Even for women who are covered by Medicaid, challenges remain. For example, differences in state programs may mean that women still face high costs and several state Medicaid programs "do not specify coverage for removal of LARC devices or follow-up care."  Further, even for women whose Medicaid or private insurance covers LARC, there are still major barriers to access-either because their health provider does not have adequate training or equipment, or because women are not educated on the benefits of LARC.
It's clear that a stronger federal role is required to ensure comprehensive family planning services for all women. As President, John Hickenlooper would increase Title X funding by $700 million to ensure that all women have access to family planning care.  Colorado has demonstrated the cost-effectiveness of expanded access to family planning services, achieving a savings of $5.85 in Medicaid costs alone for every dollar invested in the LARC initiative. 
Title X funding provides comprehensive family services to all who want and need them, with priority given to clients with low-income. Title X funding supports 4,000 health centers nationally and serves four million clients annually. Two-thirds of the clients served by Title X funding are below the federal poverty level, and nearly half are uninsured, even after the implementation of the Affordable Care Act.  President Trump has proposed to undermine the Title X program through funding rollbacks and onerous restrictions.
In addition to subsidizing the cost of LARC, Hickenlooper's plan would expand access to LARC nationally. As a first step, the Governor would repeal the Trump Administration's domestic gag rule, which bans vital organizations like Planned Parenthood from receiving Title X funding.

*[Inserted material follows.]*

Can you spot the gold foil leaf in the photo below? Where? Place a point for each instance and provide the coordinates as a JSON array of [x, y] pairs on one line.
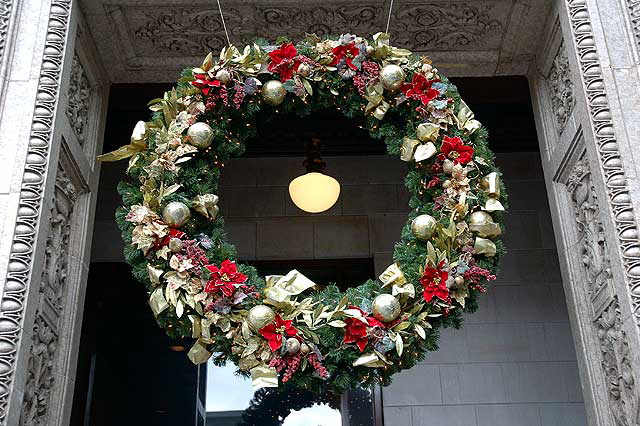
[[408, 147], [206, 205], [281, 288], [157, 301], [428, 132], [264, 377], [198, 353], [484, 246], [392, 275], [425, 151], [154, 274]]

Next, the Governor would appropriate additional funds to ensure that more doctors and healthcare providers are sufficiently trained to offer LARC as part of their practices; and provide operational support for family planning clinics to upgrade equipment and billing procedures, add sites and increase hours; and provide support with community outreach. Hickenlooper's plan would also fund a public education campaign that dramatically raises awareness of LARC's benefits and provides training to professionals to ensure that they respect women's preferences and needs for contraceptive options. Funding is critical not only for LARC access but also to ensure removal for women who desire to discontinue using their LARC.